Is it normal i have realized i have bpd
I am diagnosed with autism but my person is very shifty. I keep changing my opinions, what I like, what I want, what I look like. I've ever since was little had 1 favorite person and not cared about anyone else and gotten really upset if that person spends time with other people.
I am so scared of abandonment. If someone criticizes me I feel they are triggering me and that they might leave me so I attack them. I also cut people off easily and without communication because then it wouldnt be revenge. I tend to feel bad later, so bad that I get depressed.
I am very good at reading people. I am not blunt unless someone disrespects me in which case I attack their insecurities. I am good at picking up on peoples insecurities. I understand unspoken messages/cues but often I pretend not to.
I am sexually averse because I dont show vunerability.

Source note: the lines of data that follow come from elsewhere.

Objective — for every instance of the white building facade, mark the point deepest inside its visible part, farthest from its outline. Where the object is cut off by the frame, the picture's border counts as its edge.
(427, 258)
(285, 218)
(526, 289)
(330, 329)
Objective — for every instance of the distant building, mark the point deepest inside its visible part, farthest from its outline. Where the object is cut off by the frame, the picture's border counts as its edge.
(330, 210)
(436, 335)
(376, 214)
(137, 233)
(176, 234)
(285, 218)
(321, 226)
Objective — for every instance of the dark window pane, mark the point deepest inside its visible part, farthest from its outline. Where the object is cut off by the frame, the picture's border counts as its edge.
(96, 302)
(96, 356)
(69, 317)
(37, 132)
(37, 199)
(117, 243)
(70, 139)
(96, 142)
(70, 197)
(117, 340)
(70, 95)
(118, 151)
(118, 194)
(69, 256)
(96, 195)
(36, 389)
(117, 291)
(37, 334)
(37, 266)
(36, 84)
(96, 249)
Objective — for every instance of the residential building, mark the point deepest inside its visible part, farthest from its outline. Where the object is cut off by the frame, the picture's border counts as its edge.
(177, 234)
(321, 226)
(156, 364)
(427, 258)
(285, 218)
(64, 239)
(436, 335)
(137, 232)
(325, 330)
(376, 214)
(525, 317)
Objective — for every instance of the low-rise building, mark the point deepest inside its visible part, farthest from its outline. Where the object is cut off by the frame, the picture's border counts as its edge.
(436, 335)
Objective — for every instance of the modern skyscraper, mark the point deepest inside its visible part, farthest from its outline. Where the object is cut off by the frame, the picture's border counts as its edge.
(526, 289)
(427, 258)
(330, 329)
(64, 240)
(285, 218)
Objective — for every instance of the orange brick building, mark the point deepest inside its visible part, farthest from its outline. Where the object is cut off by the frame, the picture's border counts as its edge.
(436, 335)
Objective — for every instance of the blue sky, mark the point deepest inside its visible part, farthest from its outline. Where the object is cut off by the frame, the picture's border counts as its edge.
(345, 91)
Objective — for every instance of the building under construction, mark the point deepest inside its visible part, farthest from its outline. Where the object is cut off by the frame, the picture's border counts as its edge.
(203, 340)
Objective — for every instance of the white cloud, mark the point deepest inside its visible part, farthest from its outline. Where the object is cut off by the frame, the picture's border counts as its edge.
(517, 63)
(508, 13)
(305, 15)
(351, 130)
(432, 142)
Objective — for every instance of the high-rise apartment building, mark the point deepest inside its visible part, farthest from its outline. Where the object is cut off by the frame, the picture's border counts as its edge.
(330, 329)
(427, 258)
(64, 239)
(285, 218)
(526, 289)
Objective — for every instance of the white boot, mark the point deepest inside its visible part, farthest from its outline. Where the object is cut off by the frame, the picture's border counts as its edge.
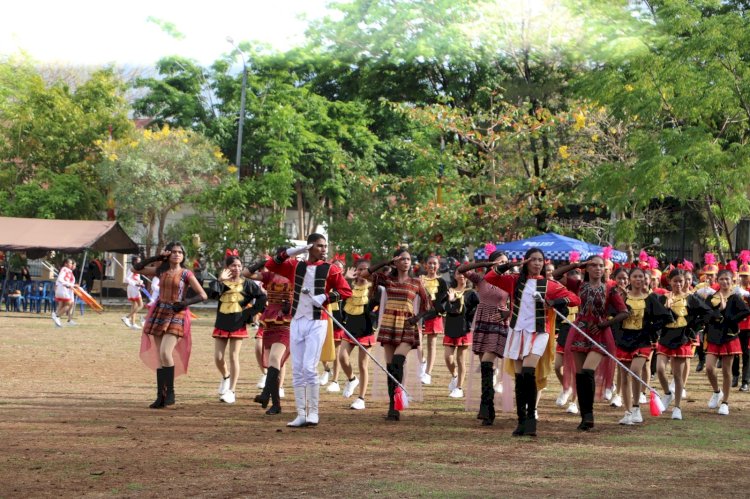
(313, 396)
(301, 403)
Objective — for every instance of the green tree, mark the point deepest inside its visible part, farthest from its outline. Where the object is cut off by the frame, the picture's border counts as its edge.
(151, 174)
(684, 91)
(48, 132)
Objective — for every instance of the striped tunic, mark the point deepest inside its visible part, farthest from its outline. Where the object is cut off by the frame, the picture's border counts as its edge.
(164, 319)
(399, 306)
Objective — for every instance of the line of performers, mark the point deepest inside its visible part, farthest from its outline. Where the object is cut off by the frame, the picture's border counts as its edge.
(514, 312)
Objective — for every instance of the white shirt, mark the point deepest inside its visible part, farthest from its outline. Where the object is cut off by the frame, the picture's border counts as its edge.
(305, 304)
(527, 310)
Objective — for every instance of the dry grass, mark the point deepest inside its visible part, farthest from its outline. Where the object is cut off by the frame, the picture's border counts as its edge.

It is too risky I might get abandoned. However I do date for attention. I attract unstable men as those will give me the most intense experience. I cant feel 'normal' emotions, it's either I love or I hate someone. Through the short time I can get a guy like that to stick around thinking I will get more imtimate things are very intense. Often those men are not truthful and I am good at catching people in lies, that means a lot of confrontation. Confrontation makes me feel good because I get to be myself when I get to unleash. In the moment I feel satisfied by the drama. When it ends I hate the guy in question, then it shifts and I miss him and get depressed and into a state of numbness and out of boredom sometimes I hit the guy up again with the impression I have changed so he will get emotionally invested again and if he questions me when he sees I havent I get angry. I cant handle this.
I dont think my autism diagnosis is incorrect. I think it is what holds me back from doing worse things because it gives me a stronger moral compass. It's like a war inside me - my chaotic, dark side and my side who's into order and rules and structure and doing the right thing...
I'm not sure what to do with this knowledge that I have BPD. I definietely need help because actually I feel bad about my toxic behaviours. I dont know if I can change but I hope so. I just feel ashamed to admit I might have BPD. I have bad associations with BPD, so does my family... But I cant deny a lot of traits are relatable.